De cet univers naturel émerge une étrange communauté pauvre et isolée faite d’ « outsiders » qui luttent tous les jours dans un univers moins réel qu’en bascule continuelle entre le Paradis et l’Enfer.  La lumière qui flotte est pénétrante et cauchemardesque : sont prêts à en surgir plus des diables que des anges. Chaque individu est proche de la défaillance et ramène aux origines quasi sauvages de l’existence. La région d’Ozark sert donc de matrice à des images expressionnistes et insolites.

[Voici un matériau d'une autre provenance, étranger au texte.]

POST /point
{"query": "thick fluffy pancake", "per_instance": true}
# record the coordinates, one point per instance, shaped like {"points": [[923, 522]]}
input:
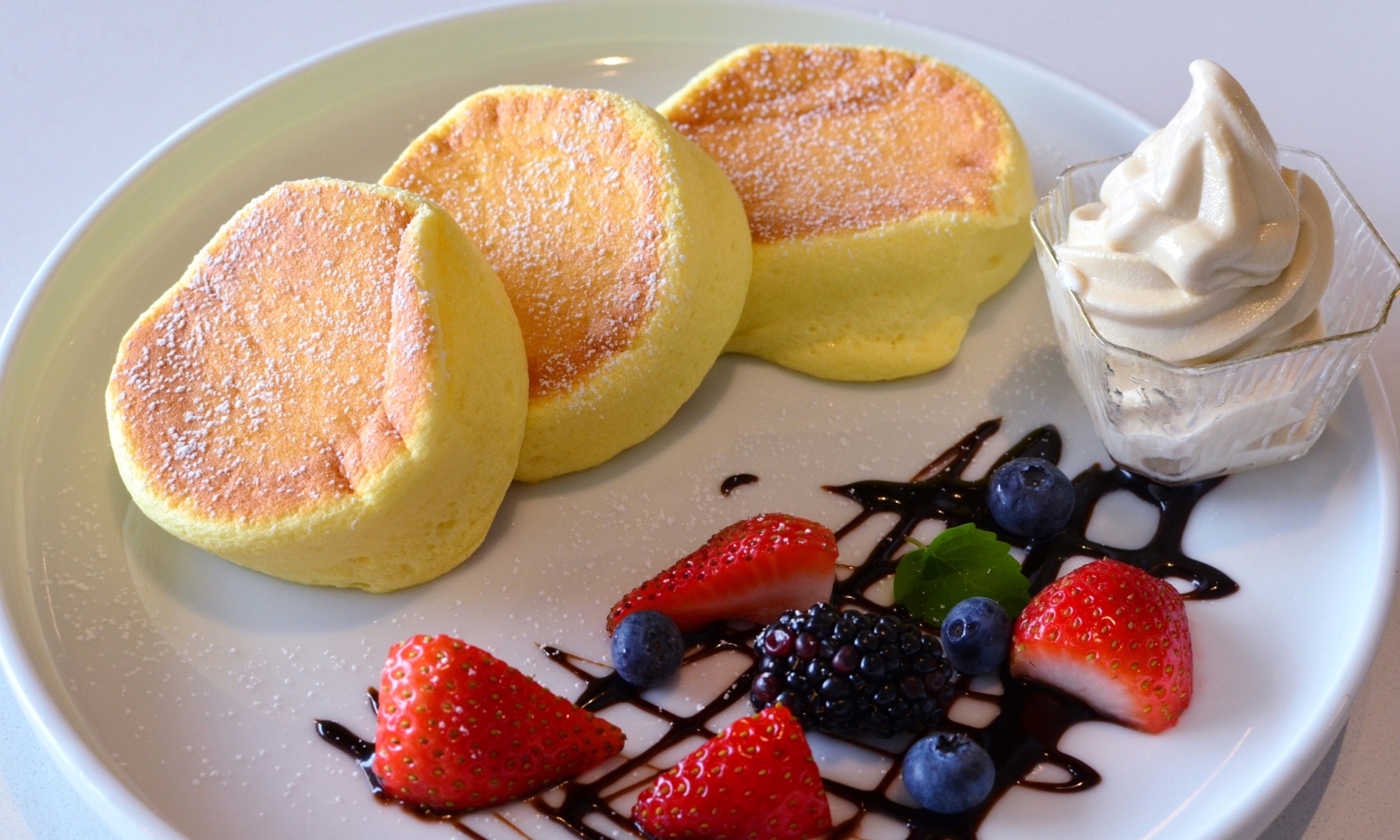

Elles créent plus à une mythologie qu’un documentaire. Le mystère et le malaise demeurent omniprésents. C’est pourquoi un tel univers fascine : au regardeur de faire avec car nul clé n’est révélée par les deux artistes. Il y a sans doute des bords à un tel monde : mais le centre est partout.  Entre marge et axe il n’existe pas plus de différence qu’entre imaginaire et réalité. Les deux artistes disloquent les carcasses qui enlacent l’angoisse sans pour autant l'effacer par miracle. Bien au contraire. Face au gouffre de forêts intérieures, l'œuvre rassemble dans ses filets un cheminement instinctif au sein des ténèbres. Restent d’étranges déambulations (ou poses) en des lieux qui multiplient les fausses pistes et les chausses trappes.

 

Jean-Paul Gavard-Perret


Antone Dolezal & Laura Shipley, "Spook Light", Search Party Press, USA, 2015.